Of course, if you only want to use probixi as a peakfinder and prefer to use your own indexing regime, this is possible -- through the CLI's `--peaks-only` flag or the Python API's `peak_stream`.

Via the CLI:

```bash
probixi -i files.lst -g myGeometry.geom -o peaks.stream --peaks-only --device cuda
```

Or with python:

```python
import torch

from probixi import Probixi
from probixi.io import PeakOffloader

pipeline = Probixi(
    list_file="files.lst",
    geometry_file="myGeometry.geom",
    device=torch.device("cuda"),
)

# Calibrate the noise model + detection threshold on the seed frames, as usual.
pipeline.calibrate(n_seed=1636)

peaks = pipeline.peak_stream(pipeline.frames(), estimate_scale=False)
with PeakOffloader(
    "peaks.stream",
    geometry=pipeline.geometry,
    geometry_file="myGeometry.geom",
    files=pipeline.metadata.files,
) as off:
    for result in peaks:
        if len(result):       # skip blanks; export only frames with peaks
            off.write(result)
```

## Dependencies

- python >= 3.9
  - click
  - h5py
  - hdf5plugin
  - numpy
  - torch
  - matplotlib
  - pillow

## Contributing

There are many different ways to contribute to further development of this tool. If you experience a bug or would like an additional feature, please open up a [ticket](https://github.com/ryan-odea/probixi/issues). 

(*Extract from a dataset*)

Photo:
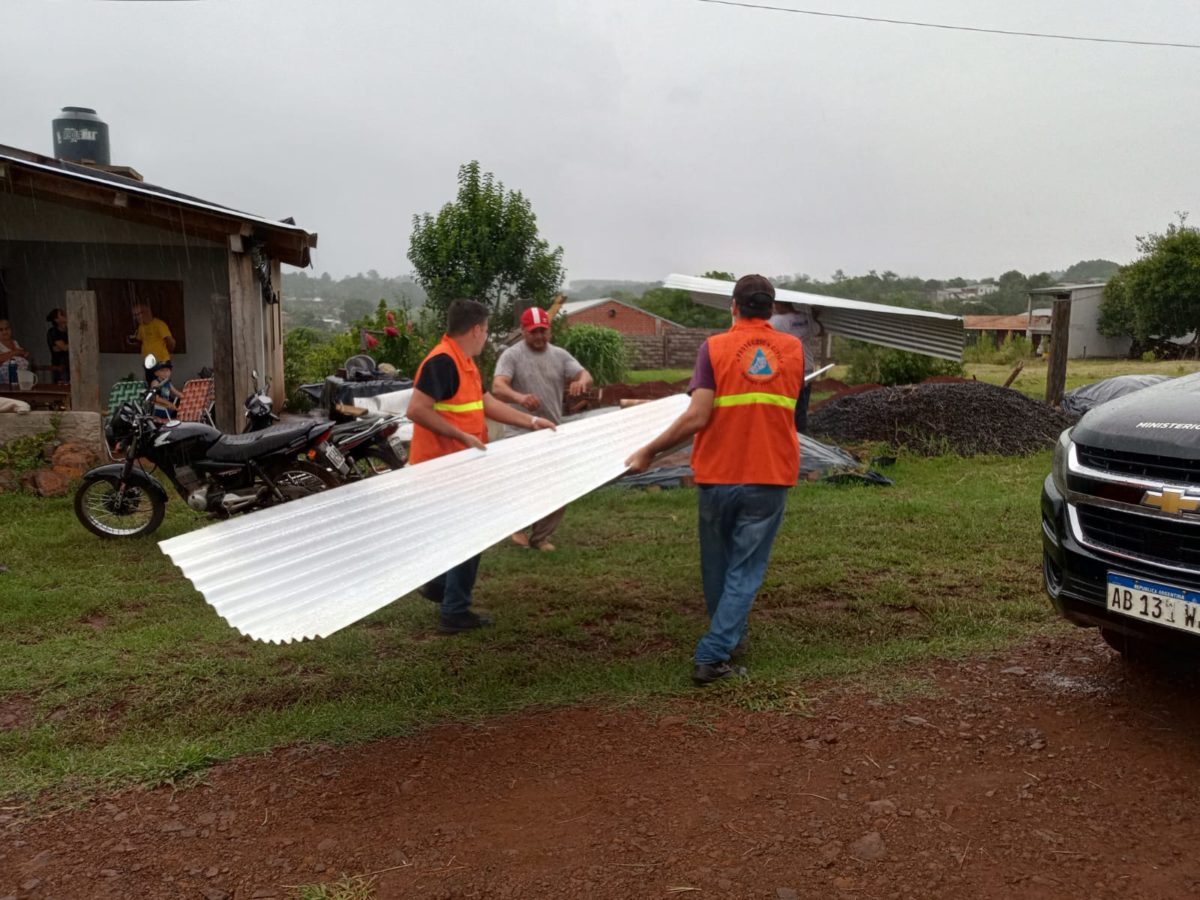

If you would like to contribute actively by merging code, please open a PR with the following:

1. Code is formatted with `isort`, then `black`, followed by a `ruff --check`. This will initiate on PR, so it might be best to check beforehand.
2. Docstrings are minimally on user-facing functions in [`numpy` style](https://numpydoc.readthedocs.io/en/latest/format.html). 
3. Comments, or some explanation (in PR) for the additions, limited to the scope of the project. If fixing a bug, comments should be included in the PR rather than the code itself.